As the common folk increasingly engaged themselves in the support of these organisations, the members started openly preaching about nationalist sentiments, often keeping a picture of Gandhi as a shrine. Having defied a warning from the police earlier, Putalimaya in 1942 organised a massive procession with other Congress members, to be eventually arrested. Although her health deteriorated, she went against her parent’s wishes to continue with her active role in the movement. Even after independence, she continued to work as a social activist and a member of the congress party. Popularly called “Mataji‟, she was respected by all, especially the downtrodden to whom she dedicated her very own life. She rightfully deserved the titles, honours and awards bestowed upon her.
Fierce Women Of The Hills
Despite their bold and flamboyant personalities, they didn’t join the nationalist struggle unscathed and smoothly. As women of a conservative society, they had to fight and overcome a dual system of oppression – one was, of course, the colonial rule, and the other was the social control upon the fairer sex situated upon cultural and casteist hegemony. Uneducated, and forced into same-caste child marriage, women had no agency even in the domestic sphere. Yet, these two phenomenal women managed to tackle these obstacles cultivating an awareness that led them to question their social tethering and further curate a perspective on wider socio-political problems.
Staying true to her cause, Putalimaya is said to go against her parents’ wishes of what a woman should do, further breaking constraints that restrict the growth of a woman as a political being. Sabitri Devi is said to have been married to a Muslim man, Ishan Ahmed, with whom she encoded messages for Netaji in the bread manufactured by his bakery. Putalimaya was married to Surya Prasad Poddar, against which there was a loud outcry from her parents and the public, as she had decided to marry a Bihari.
This “audacity” was dramatised by a mob surrounding the wedding venue (a library) with Khukuris (Nepali dagger) in their hands. Despite the stringent rules about marriage, both the women decided to fight against the norm and shed their bondages to a society which asked them to behave, marry, and menstruate in a certain way.

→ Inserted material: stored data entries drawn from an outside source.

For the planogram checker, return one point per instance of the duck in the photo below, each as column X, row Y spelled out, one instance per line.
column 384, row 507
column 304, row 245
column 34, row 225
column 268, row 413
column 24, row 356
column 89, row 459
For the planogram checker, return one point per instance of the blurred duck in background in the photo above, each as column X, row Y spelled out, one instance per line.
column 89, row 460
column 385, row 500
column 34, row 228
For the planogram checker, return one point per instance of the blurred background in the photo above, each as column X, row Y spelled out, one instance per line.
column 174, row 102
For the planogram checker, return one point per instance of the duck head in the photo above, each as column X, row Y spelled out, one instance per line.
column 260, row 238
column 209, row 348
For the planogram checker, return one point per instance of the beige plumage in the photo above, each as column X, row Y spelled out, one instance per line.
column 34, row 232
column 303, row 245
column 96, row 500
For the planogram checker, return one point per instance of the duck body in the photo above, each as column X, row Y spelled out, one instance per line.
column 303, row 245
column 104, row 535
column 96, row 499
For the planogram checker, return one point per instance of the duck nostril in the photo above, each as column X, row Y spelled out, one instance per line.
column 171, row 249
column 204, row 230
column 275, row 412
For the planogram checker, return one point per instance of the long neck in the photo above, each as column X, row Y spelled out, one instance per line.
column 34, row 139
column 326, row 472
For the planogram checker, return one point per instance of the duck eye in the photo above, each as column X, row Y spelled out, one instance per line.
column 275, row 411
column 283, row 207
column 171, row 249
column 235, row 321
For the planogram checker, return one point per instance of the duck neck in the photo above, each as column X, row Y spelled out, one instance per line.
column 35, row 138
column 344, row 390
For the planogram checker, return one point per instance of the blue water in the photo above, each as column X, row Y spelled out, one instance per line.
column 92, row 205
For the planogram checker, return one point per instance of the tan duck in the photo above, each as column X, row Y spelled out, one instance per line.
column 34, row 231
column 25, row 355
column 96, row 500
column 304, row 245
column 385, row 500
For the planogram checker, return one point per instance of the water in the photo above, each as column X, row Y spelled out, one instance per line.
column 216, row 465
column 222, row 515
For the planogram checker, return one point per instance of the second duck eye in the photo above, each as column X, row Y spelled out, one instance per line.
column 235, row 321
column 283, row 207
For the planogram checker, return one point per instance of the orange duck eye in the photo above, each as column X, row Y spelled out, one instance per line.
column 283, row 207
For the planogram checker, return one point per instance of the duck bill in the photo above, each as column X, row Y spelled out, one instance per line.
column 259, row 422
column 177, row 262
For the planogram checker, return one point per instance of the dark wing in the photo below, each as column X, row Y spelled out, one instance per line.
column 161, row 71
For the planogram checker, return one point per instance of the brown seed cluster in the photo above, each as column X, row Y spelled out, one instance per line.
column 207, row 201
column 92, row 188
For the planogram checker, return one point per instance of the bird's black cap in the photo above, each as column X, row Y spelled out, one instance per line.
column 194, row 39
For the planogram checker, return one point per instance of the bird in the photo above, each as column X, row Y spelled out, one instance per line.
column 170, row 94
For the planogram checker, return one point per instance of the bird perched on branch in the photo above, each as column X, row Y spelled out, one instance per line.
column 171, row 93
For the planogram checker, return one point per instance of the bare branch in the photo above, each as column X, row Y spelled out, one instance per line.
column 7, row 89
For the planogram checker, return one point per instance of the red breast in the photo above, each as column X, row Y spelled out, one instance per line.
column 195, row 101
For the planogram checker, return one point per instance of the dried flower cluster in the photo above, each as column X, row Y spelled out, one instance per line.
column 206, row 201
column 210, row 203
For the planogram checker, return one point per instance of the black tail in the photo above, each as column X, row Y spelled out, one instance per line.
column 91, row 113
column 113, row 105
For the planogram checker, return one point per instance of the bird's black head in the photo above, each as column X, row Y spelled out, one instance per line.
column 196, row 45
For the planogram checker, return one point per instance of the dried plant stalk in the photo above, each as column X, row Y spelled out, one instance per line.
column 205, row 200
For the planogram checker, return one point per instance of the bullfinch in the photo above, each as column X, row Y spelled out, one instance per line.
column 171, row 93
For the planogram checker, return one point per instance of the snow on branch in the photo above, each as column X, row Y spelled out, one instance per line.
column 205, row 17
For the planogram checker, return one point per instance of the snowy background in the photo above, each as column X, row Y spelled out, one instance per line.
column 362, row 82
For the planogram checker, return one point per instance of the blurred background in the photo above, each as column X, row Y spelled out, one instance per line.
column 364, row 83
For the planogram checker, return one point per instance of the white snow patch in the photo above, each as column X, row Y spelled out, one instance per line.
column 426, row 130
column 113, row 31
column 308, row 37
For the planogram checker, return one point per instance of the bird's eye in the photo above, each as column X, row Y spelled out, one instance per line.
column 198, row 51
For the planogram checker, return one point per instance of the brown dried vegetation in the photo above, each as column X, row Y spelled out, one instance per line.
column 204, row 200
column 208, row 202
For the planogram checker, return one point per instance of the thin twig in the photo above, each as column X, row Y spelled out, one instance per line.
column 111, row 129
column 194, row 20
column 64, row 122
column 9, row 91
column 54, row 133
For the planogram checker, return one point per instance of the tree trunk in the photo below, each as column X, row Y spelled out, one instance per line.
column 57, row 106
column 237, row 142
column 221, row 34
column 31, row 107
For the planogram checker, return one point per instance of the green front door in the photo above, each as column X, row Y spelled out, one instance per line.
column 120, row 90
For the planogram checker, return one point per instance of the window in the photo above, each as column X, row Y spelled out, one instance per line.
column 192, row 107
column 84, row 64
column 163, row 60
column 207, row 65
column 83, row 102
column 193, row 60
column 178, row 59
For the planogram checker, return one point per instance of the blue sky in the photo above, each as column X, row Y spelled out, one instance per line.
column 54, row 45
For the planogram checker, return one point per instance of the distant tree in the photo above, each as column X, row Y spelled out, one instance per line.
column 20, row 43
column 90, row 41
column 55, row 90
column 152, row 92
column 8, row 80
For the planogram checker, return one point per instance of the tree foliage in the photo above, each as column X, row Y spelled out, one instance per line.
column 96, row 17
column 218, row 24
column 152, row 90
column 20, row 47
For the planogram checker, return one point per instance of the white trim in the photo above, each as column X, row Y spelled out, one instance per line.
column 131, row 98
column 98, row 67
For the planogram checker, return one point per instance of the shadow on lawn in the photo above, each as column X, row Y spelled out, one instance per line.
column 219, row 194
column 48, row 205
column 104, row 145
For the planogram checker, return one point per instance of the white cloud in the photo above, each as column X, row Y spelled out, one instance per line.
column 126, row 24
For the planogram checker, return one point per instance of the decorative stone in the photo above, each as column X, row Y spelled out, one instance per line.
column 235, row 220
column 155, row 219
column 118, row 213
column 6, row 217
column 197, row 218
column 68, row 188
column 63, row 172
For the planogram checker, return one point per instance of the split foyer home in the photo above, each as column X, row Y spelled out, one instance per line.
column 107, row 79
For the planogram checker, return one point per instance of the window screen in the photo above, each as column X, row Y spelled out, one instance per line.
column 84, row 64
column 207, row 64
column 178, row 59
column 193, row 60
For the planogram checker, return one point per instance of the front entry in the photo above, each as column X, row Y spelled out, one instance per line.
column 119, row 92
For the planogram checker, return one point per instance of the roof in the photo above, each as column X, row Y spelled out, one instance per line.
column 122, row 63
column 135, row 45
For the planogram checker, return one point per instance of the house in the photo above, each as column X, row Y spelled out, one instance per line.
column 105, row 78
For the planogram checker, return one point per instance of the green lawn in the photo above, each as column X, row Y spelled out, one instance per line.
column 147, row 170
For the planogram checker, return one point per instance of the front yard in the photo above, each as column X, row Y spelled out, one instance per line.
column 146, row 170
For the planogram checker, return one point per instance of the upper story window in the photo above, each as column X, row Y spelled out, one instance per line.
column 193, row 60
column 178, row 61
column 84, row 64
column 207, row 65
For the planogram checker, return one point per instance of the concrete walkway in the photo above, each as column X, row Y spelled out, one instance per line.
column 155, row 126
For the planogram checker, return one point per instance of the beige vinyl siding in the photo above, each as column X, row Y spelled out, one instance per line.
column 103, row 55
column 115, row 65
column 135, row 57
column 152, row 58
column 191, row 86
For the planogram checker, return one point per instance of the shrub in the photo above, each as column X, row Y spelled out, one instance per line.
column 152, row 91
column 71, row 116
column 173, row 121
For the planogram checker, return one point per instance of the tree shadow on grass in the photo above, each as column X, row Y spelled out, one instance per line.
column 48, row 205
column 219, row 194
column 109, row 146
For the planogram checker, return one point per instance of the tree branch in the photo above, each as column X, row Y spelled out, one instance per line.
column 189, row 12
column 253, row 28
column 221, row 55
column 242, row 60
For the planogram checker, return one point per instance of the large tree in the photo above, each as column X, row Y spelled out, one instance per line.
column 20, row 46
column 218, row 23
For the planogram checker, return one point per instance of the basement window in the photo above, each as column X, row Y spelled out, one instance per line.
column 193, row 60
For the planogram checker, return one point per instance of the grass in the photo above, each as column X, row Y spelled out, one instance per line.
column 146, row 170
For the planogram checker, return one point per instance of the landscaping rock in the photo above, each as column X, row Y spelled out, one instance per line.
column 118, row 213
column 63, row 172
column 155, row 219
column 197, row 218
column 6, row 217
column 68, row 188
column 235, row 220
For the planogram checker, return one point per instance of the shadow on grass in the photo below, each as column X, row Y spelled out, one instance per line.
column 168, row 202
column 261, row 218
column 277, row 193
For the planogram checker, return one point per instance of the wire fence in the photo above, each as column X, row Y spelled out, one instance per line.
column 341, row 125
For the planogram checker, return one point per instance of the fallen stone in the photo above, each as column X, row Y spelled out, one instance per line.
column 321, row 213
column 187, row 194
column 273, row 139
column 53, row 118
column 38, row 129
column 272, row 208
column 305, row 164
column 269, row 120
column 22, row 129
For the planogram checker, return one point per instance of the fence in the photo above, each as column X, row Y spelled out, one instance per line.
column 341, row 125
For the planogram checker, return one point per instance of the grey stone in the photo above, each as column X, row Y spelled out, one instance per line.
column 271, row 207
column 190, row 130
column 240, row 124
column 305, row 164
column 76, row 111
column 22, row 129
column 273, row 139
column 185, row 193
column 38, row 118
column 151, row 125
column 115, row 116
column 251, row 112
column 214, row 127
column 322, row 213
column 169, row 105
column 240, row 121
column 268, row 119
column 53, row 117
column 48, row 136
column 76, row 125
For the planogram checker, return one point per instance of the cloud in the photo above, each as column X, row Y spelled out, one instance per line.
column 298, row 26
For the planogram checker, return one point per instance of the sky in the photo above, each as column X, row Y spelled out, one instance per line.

There may have been many women who silently contributed to the freedom struggle, but, alas, we may never know. This historiographical invisibility of women is distressing, as women of the present have a blank canvas of understanding about their past achievements and their future possibilities. This marginality of participation becomes almost nil as mainstream history textbooks only acknowledge the efforts of the privileged women, and ignore contributions of some due to the remoteness of their ethno-geography. While these women never tried to make history just to be recorded in the books, one must think about the women who have the same dream, yet must chart the waters without a map.